Oscar Albin
President
National Auto Parts Industry
/
Insight

Mexican Auto Parts Industry Must Command Better Respect

Mon, 09/01/2014 - 09:47

The Mexican auto parts industry was largely born of the need for OEMs establishing in Mexico to fulfill requirements for set levels of domestically made components in order to sell cars in the country. Furthermore, large multinational corporations looking to settle in Mexico had to comply with the condition of having a Mexican majority shareholder. During this period, a number of leading international manufacturers entered the national automotive arena, including Johnson Controls, Lear, Bosch, Federal-Mogul, and Dana, among others. As the economy of the NAFTA region grew, many OEMs changed their manufacturing strategies in Mexico to produce one or two high-volume models instead of several low-volume models. Production was intended to be exported while suppliers could now settle in Mexico and own 100% of their companies. This was the big change that the Mexican auto parts industry needed in order to grow sustainably. When the local content regulation for the automotive and auto parts sectors was removed, many Mexican Tier 1 and 2 companies vanished, leaving the market in the hands of transnational competitors. Few Mexican companies overcame the challenge of growing  their own businesses while global competitors were taking over the market. Today, those that have thrived include major companies like Nemak, TREMEC, Metalsa, Bocar, Arbomex, Macimex, and SANLUIS Rassini. As a result, the Mexican auto parts industry now faces the challenge of recovering its Tier 2 and 3 production volumes. As for Tier 1, many parts are still produced here, but the rest of the supply chain has not followed suit. Over the past 20 years OEMs have encouraged their trusted Tier 1 suppliers to set up nearby. Tier 1 companies have been only too happy to take up this opportunity, but have largely remained focused on assembling components in Mexico while importing raw materials from longstanding suppliers in their country’s of origin.

Considering low need from OEMs and the absence of national content regulations, Mexican suppliers need to become competitive in terms of cost, logistics, and quality standards.

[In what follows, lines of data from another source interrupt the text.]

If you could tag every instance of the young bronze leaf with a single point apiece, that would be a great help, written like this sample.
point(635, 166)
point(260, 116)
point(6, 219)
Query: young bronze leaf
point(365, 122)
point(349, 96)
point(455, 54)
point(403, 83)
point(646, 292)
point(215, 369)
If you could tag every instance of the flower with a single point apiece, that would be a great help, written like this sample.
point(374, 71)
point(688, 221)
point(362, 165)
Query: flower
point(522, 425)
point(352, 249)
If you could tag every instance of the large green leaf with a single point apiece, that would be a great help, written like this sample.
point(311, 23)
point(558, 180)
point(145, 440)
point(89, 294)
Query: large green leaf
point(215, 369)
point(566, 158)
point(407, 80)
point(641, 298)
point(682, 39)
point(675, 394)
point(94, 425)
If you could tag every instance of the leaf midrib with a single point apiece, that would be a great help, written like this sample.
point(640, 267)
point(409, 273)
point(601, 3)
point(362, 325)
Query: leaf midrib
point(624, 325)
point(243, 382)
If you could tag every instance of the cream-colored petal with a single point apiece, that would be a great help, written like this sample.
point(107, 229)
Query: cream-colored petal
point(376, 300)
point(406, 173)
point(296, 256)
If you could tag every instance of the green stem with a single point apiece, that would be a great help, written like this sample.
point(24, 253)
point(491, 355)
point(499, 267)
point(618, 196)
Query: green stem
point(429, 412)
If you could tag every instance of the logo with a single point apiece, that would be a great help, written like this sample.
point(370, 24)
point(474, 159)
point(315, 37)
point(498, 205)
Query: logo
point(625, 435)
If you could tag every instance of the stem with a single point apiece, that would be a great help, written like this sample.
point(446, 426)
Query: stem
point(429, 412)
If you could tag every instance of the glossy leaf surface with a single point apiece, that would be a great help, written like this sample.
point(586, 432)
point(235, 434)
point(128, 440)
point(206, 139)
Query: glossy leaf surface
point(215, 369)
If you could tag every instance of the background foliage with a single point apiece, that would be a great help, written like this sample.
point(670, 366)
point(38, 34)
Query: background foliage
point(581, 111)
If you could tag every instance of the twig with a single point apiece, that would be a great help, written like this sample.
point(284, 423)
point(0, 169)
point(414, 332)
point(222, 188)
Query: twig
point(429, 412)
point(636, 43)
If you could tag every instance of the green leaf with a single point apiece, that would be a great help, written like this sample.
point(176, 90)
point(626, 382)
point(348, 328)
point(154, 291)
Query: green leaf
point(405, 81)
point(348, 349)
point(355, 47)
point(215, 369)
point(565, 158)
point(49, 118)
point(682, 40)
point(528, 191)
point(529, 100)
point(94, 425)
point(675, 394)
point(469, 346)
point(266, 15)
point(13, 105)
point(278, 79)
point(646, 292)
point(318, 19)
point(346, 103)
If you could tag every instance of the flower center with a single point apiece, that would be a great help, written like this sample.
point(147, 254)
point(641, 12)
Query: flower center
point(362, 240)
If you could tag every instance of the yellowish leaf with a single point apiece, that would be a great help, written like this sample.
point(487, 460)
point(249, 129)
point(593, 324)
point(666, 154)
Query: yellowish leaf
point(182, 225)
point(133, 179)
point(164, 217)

Without these characteristics, it will be impossible to promote the Tier 2 and 3 components of the Mexican automotive industry’s procurement chain. The federal government has to play a crucial role in this development through the promotion of direct foreign investment by supporting and attracting suppliers that can complement the production chain, such as those manufacturing steel, fabrics, electric cabling, forging, and machining. Finally, it is important to remember that Mexico is not the only destination where transnational auto parts companies are being invited to follow OEMs. Countries like Russia, Brazil, China, India, Czech Republic, and Poland are also seeking to attract employment sources and technology. Therefore, in such a crowded environment, Mexico must not rest on its laurels but adopt a highly aggressive stance towards promoting itself.